# Opportunity on Mars



## Brian G Turner (Jan 25, 2004)

Glad to see the second one taking up the flank on this one. 

http://news.bbc.co.uk/1/hi/sci/tech/3427045.stm

excerpt:



> *Opportunity, the second of two Nasa rovers, has successfully landed on the Martian surface where it will search for signs of water on the planet. *
> 
> 
> The new rover touched down at 0505 GMT, halfway around the red planet from where Spirit rover landed on 4 January. Opportunity landed on a smooth, flat plain, in the highest altitude landing ever attempted by Nasa.


----------



## nemogbr (Jan 29, 2004)

Wondered why they named the probes "Spirit" and "Opportunity"

Is opportunity to make big money if they discover water and the possibility of colonising Mars?

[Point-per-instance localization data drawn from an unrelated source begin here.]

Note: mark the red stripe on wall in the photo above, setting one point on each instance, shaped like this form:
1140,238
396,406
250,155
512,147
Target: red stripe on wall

Should have been done a decade ago.


----------



## Brian G Turner (Jan 29, 2004)

Think they were supposed to have been named by a schoolgirl. 

And while we're on topic:

http://www.newscientist.com/news/news.jsp?id=ns99994609

excerpt:



> New images transmitted from the Mars rover Opportunity have revealed tantalising signs of sedimentary rocks, the very thing mission geologists are most hoping to find.
> 
> A long outcrop of light coloured bedrock has riveted the science team's attention and now the new 180° segment of high-resolution imagery from the panoramic camera has revealed clear layers, many just a centimetre thick.
> 
> ...


What's a shame is that in the New Scientist mag there's speculation mentioned that Opportunity has landed on Martian "mud" - but the feature isn't coverde online in the public section.


----------



## Brian G Turner (Feb 12, 2004)

Just to keep updated: mysterious spheres in the Martian bedrock. I'm taking bets that it's volcanic in origin, rather than "yet-another-forced-emphasis-on-water" explanation. 

http://www.newscientist.com/news/news.jsp?id=ns99994658

excerpt:



> The latest close-ups taken by the Mars rover Opportunity leave just two serious possibilities for the method of formation of the layered rocks it is examining, lead scientist Steve Squyres said on Monday.
> 
> The rocks are the first bedrock ever analysed on Mars - other rocks were only loose boulders. The strata are tantalising the science team as they might provide conclusive proof of water-lain sediments. This would show that Mars was once a much wetter place and increase the chance that life existed.
> 
> ...


----------